事件が起きたのは2021年10月31日、ハロウィーンの夜だった。

(京王線 撮影:しずくβ 2021年10月31日午後8時頃)
(京王線 撮影:しずくβ 2021年10月31日午後8時頃)

京王線の乗客:
あぶないあぶない。押さないで 押さないで

映画「バットマン」の悪役、ジョーカーに似た格好をした服部被告は、東京・調布市内を走行していた京王線の電車内で、当時72歳の男性の胸をナイフで刺し、殺害しようとした。そして…。

キャプション(京王線 撮影:しずくβ 2021年10月31日午後8時頃)
キャプション(京王線 撮影:しずくβ 2021年10月31日午後8時頃)

京王線の乗客:
降りよう

ライターオイルをまいて、火をつけ乗客12人を殺害しようとしたのだ。

(京王線 撮影:しずくβ 2021年10月31日午後8時頃)
(京王線 撮影:しずくβ 2021年10月31日午後8時頃)

警察官:
確保、確保

抵抗することなく警察官に拘束された服部被告。取り調べに対して身勝手な動機を語っていた。

服部被告の供述(逮捕当時):
2人以上殺せば死刑になると思った。殺せなくて悔しい

地元・福岡の中学時代の後輩:
常に静かな感じで、ワイワイ騒いで中にいるような人ではなかった

被告が語る当時の状況

福岡市内の集合住宅で家族と暮らしていた服部被告。

介護ヘルパーやネットカフェで働くなど職を転々とする傍ら、プライベートでは中学時代から年下の女性と交際していた。ところが…。

地元・福岡の後輩:
恋人のお母さんに会って、「続いとると?」と聞いたら、「もう別れとるよ」と聞いたので。(服部被告は)本当に一途でしたよ、メチャメチャ

事件が起きる前年の2020年11月。服部被告は自身の誕生日に交際相手の女性から別れを告げられ交際は破局。さらに、女性は半年後に別の男性と結婚した。

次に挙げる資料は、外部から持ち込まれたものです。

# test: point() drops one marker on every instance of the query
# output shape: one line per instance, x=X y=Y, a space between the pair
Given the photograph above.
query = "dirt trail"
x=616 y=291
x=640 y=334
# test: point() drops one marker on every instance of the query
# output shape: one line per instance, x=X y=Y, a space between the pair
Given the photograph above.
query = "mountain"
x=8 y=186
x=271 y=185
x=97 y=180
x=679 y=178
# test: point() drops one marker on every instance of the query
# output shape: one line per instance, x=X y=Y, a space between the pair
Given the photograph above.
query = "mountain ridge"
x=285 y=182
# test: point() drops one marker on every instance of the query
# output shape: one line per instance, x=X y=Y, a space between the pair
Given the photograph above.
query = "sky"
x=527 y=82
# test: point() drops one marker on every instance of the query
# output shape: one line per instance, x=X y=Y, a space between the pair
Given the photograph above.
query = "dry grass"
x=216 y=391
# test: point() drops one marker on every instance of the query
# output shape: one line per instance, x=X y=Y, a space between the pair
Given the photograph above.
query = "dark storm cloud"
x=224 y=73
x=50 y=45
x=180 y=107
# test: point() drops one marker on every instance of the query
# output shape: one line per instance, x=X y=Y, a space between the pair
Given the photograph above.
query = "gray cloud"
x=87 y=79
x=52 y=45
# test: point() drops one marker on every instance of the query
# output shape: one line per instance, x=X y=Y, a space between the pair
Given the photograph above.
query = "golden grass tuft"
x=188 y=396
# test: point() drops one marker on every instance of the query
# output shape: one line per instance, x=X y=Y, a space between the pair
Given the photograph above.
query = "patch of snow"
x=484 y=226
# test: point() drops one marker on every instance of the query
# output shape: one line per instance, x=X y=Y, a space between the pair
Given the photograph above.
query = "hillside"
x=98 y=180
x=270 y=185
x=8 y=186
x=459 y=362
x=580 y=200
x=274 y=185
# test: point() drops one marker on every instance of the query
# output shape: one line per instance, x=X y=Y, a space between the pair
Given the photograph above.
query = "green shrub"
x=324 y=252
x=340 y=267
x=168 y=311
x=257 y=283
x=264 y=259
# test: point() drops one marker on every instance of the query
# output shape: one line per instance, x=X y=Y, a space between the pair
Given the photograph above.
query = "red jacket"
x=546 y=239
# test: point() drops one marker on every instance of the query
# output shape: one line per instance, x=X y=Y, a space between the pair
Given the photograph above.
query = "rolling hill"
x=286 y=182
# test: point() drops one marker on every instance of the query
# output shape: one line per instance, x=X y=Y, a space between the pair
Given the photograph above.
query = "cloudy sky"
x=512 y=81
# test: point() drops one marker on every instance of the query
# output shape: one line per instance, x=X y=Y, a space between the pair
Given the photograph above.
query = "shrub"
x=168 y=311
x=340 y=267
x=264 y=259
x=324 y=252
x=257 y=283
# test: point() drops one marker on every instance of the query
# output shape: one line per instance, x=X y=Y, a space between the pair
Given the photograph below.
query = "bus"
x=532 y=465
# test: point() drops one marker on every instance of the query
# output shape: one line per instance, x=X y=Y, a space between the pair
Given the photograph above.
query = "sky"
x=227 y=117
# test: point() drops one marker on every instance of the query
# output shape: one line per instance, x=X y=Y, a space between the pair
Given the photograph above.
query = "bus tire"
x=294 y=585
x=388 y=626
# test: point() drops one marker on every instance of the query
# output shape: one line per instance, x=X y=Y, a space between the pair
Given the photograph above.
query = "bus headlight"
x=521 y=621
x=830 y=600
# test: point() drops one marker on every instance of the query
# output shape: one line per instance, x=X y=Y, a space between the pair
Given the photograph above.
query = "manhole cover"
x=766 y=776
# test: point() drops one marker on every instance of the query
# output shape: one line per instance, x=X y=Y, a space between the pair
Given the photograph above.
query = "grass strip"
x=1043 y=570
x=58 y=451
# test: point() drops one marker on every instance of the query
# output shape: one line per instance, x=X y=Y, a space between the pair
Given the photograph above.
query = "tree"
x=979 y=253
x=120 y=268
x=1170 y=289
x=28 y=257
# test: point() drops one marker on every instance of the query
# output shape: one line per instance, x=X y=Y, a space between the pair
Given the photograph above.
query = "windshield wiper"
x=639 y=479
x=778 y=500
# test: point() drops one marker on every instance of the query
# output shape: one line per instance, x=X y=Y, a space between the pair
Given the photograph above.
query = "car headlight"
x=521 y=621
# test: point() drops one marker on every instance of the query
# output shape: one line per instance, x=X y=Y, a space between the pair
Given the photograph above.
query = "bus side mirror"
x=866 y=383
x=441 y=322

その後、服部被告は2021年7月に福岡を離れ、消費者金融で借金を重ねながら、兵庫・神戸市や愛知・名古屋市などを転々とし、東京にたどり着く。その道中、服部被告はホテルで映画「バットマン」を鑑賞し、劇中に登場した悪役、ジョーカーの姿に刺激を受けたという。

服部被告の供述(逮捕当時):
人を殺しても何とも思わないジョーカーの態度にひかれた

裁判の中で服部被告は何を語るのか。6月に開かれた裁判員裁判の初公判に注目が集まった。

服部被告の供述(初公判):
男性をナイフで刺したこと、ナイフを携帯したこと、火をつけたことは認めます。ただ、男性以外の12人が殺人未遂の対象になるかは分かりません

起訴内容を一部否認した服部被告。

一方、検察側は犯行の動機について元交際相手の女性の結婚を知ったことなどをきっかけに「自分には存在価値がない」、「死にたい」、「死ぬしかない」、「大量殺人をして死刑になりたい」と思うようになったと述べ、走行中の電車内で乗客を刺し殺し、逃げる乗客を追い込み、オイルをまいて焼き殺す計画を立てたと指摘した。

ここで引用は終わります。